Glycerβ in a nutshell

Glycyrrhetinic Acid (GA) is an important herbal extract from the most widely used Chinese herbal medicine Licorice with applications both in the food and pharmaceutical industries. It is an approved effective medicine for peptic ulcers and has expectorant properties, and current research reported potential use for anti-viral, anti-bacterial, and in cancer treatments. The conventional extraction method using hydrolysis of glycyrrhizin (GL) suffers from high cost and high environmental pressure, which undermines its large-scale usage. Syn-bio pathways can potentially lower the cost, and are eco-friendly. Therefore, Team iBowu-China investigated synthetic methods using the enzyme beta-glucuronidase (bG) to hydrolyze GL into GA by experimenting with the coding sequence from different species. Our results indicate the enzyme can be stably produced with a good hydrolysis activity under proper conditions.

The heritage

Throughout the course of human civilization, herbs have played a vital role as traditional remedies to treat diseases. Stretching from the past to present, Prevalent tales of these herbs have emerged from the ancient Chinese stories of Shen Nong dating back to the herbal knowledge records in the Ebers Papyrus in 1550 BC Egypt, and to the magical herbs depicted in J.K Rowling’s Harry Potter. This baton is being passed in a relay race from one generation to the next, and now, with the help of synthetic biology, we can help carry it into the future.
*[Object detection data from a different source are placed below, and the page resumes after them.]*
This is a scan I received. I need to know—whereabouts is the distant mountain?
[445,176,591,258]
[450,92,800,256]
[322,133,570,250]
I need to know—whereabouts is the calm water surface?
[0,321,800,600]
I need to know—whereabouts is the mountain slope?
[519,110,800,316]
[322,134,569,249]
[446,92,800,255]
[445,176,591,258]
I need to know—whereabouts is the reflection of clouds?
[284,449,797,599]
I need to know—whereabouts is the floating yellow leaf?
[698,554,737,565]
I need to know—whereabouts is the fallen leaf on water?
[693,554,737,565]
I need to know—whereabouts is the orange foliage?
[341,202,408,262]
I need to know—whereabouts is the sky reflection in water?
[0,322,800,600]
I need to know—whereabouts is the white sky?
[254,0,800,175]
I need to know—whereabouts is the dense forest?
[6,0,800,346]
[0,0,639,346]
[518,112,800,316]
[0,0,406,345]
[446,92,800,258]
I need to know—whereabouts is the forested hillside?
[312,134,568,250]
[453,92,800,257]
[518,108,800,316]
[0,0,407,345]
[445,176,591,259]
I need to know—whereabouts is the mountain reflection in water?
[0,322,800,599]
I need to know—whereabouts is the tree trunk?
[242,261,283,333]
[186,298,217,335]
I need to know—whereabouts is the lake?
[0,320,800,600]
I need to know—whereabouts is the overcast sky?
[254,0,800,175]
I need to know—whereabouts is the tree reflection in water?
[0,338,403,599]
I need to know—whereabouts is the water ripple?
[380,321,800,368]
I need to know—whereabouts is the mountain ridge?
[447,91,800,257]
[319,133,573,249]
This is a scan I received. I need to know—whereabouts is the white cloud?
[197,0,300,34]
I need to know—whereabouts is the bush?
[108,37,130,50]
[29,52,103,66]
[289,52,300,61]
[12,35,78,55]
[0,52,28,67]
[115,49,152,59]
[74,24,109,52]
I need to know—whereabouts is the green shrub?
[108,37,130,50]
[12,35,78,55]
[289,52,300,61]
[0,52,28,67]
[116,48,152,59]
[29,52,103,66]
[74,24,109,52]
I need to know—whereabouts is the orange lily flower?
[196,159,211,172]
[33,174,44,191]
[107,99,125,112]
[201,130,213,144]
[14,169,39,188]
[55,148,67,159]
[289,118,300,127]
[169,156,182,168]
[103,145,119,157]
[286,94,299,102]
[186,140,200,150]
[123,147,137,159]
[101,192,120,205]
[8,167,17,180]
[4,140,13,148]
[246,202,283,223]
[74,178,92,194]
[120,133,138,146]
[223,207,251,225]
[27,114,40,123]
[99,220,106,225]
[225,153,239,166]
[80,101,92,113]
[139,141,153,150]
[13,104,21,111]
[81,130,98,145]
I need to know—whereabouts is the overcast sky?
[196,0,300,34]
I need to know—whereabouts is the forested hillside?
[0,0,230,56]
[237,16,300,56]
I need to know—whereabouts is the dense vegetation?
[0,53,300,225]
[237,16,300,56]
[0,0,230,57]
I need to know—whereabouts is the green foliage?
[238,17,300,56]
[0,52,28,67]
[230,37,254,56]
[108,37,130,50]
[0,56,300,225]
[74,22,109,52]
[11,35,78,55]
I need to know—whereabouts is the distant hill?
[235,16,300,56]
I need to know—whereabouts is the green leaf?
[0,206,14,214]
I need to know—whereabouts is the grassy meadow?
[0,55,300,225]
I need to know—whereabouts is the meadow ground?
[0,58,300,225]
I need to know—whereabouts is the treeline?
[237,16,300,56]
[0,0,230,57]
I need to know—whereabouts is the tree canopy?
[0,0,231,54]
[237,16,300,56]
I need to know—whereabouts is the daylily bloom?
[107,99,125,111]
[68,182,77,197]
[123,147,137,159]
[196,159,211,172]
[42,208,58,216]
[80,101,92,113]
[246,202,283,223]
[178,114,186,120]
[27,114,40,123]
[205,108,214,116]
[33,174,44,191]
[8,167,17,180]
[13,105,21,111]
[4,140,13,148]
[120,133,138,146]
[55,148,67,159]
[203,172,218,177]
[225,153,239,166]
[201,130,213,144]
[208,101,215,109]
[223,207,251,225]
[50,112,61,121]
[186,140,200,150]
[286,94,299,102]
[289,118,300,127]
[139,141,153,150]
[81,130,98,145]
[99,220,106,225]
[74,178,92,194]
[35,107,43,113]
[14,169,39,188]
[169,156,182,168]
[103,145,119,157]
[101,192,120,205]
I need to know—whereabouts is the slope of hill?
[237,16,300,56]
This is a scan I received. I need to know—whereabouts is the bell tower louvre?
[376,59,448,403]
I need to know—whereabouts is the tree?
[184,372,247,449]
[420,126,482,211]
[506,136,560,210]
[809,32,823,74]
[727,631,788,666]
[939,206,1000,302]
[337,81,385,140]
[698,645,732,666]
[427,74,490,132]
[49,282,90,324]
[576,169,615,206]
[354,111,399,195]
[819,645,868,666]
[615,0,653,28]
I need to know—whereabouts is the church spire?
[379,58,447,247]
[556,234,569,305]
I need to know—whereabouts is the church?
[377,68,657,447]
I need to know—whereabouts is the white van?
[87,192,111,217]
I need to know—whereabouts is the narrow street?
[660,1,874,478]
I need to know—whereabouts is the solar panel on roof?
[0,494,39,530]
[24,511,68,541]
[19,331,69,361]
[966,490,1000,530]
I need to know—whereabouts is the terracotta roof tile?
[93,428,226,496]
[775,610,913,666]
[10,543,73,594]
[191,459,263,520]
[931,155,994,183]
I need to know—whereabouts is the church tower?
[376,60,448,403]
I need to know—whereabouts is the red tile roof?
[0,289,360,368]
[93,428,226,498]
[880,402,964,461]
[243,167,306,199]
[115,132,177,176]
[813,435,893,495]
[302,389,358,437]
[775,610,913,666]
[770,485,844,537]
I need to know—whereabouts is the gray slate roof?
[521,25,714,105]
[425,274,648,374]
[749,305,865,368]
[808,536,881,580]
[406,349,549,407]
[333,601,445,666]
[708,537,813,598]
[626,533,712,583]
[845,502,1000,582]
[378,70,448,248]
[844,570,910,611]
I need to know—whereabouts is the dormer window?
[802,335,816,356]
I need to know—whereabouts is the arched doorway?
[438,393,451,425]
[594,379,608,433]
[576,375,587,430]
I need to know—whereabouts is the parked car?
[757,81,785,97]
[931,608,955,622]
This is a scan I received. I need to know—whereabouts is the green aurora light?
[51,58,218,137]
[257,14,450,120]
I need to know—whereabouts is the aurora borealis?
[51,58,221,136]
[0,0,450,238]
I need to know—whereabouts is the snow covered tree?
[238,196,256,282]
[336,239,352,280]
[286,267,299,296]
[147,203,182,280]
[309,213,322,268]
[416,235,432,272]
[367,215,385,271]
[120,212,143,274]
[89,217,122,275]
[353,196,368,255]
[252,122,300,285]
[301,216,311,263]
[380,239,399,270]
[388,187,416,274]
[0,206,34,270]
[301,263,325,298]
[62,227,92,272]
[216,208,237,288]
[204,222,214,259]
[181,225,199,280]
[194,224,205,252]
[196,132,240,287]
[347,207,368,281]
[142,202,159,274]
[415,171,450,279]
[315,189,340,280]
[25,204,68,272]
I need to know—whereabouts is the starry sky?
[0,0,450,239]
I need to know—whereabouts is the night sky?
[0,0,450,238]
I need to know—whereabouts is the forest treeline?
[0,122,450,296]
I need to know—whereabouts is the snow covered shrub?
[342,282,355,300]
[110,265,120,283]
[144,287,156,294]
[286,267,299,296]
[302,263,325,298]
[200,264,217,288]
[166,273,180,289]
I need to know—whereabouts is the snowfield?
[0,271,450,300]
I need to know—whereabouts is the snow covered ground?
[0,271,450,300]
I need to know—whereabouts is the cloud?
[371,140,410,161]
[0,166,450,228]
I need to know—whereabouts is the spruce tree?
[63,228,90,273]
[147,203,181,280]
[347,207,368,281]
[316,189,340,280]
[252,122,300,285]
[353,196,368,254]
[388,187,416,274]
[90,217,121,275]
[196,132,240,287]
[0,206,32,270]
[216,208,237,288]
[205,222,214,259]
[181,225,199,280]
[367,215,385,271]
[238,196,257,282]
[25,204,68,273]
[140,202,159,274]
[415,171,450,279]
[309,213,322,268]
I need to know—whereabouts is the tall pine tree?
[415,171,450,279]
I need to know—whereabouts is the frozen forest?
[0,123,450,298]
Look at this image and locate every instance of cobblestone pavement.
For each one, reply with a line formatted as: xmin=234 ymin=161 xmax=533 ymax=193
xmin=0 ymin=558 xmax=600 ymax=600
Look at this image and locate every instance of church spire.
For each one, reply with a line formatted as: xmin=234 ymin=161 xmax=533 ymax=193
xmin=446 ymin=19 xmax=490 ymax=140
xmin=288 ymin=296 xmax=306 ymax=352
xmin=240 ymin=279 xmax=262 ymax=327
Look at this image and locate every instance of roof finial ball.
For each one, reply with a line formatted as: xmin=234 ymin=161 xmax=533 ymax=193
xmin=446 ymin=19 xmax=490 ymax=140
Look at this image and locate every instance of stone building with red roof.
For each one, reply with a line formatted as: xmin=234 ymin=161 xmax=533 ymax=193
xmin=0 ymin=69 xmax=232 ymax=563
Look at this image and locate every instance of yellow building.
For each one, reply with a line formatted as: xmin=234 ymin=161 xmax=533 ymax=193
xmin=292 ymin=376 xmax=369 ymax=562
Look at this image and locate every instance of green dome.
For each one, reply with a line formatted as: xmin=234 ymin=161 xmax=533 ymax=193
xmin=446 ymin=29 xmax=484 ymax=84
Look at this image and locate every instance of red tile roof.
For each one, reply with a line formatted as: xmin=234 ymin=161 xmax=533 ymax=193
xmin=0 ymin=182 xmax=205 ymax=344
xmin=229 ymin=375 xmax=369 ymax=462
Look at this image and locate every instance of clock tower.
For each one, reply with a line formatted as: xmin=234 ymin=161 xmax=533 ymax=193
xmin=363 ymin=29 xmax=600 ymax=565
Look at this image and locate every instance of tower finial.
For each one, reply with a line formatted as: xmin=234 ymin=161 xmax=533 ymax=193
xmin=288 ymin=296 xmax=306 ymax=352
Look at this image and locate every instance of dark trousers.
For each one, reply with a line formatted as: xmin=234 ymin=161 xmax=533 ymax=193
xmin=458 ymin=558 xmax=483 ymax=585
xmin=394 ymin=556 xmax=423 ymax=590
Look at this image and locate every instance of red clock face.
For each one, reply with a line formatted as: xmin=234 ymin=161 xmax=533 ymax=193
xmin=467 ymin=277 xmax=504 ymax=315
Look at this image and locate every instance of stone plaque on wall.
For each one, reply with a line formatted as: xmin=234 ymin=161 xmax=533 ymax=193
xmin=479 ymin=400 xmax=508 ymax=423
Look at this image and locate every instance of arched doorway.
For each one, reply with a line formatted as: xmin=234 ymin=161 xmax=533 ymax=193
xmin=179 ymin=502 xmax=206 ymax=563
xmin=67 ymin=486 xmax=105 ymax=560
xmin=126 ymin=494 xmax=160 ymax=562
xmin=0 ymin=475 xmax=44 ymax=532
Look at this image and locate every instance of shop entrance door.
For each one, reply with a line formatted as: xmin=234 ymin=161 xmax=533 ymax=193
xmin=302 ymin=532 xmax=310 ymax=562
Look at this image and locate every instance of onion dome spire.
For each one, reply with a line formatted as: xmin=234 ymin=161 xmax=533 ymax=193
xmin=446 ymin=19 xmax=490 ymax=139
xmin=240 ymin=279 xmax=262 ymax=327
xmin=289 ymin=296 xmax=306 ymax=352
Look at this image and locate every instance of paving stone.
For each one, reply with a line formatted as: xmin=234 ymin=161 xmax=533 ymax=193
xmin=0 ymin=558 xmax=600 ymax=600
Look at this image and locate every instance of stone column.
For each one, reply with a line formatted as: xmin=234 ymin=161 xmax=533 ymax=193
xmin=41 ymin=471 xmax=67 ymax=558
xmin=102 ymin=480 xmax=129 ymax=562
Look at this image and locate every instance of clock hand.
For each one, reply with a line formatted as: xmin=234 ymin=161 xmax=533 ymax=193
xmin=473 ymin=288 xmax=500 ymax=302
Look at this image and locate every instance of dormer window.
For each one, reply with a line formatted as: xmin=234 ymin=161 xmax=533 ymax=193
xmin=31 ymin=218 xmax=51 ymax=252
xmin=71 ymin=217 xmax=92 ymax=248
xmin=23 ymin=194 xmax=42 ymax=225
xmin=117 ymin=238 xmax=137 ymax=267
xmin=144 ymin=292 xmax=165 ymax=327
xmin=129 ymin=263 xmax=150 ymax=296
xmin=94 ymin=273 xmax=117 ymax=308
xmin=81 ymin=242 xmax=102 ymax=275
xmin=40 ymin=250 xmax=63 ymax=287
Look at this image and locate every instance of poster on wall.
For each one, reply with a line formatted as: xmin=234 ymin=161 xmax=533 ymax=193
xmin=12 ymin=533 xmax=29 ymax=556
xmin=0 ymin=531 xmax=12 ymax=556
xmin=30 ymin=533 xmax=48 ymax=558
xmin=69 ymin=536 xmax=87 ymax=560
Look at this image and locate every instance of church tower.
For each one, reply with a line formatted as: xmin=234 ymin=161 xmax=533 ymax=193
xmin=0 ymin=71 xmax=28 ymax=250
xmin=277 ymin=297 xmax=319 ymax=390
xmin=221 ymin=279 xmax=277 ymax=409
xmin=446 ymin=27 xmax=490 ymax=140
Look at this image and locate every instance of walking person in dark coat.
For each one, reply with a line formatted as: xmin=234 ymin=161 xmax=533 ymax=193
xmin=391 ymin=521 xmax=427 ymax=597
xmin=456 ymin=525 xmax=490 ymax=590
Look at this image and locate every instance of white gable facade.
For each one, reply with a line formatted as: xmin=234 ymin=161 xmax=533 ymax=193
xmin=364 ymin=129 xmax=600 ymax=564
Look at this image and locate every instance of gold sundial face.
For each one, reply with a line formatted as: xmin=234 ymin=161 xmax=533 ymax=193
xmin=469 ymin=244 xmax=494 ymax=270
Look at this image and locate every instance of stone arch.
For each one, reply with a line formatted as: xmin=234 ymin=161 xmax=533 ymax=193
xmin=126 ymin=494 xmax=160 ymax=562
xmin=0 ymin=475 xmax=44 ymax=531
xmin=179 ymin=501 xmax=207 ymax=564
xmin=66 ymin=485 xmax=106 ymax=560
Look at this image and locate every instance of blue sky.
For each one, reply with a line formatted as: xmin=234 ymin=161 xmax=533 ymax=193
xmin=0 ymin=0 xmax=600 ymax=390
Disadvantages of the traditional extraction methods

Many natural compounds derived from herbs were significant contributors to the curing of illness. Yet, these compounds face low production with traditional and chemical extraction methods with low efficiency and purity. Seeking solutions to this problem, we looked into using synthetic biology as an alternative method to yield higher production of useful herbal compounds.

Glycyrrhetinic Acid: essense in the Licorice

Specifically, we are targeting glycyrrhetinic acid, which is found in the Licorice root, a Chinese medicinal herb. Glycyrrhetinic acid is generated by hydrolyzing two glucuronide groups from glycyrrhizic acid. It is the main active pharmaceutical ingredient in licorice that has anti-inflammatory, immunity enhancement, anti-arrhythmia, anti-tumor, anti-virus, anti-cancer, and antitussive purposes. Therefore, glycyrrhetinic acid is a versatile substance widely used in food sweeteners, skincare products, and pectoral medicines such as Enoxodone. Furthermore, glycyrrhetinic acid is the main ingredient in clinical medicine to cure hepatitis, bronchitis, and AIDs.

Glycyrrhetinic Acid: great application value

Glycyrrhizic acid has great demand in Europe and North America. According to a report from Market Intelligence Data, the global market size for Glycyrrhetinic Acid will increase 15% in the next five years. However, the planting of licorice is not easy with high land occupation, selective seed sources. Because of the costly investment and low return, fewer growers are willing to plant licorice.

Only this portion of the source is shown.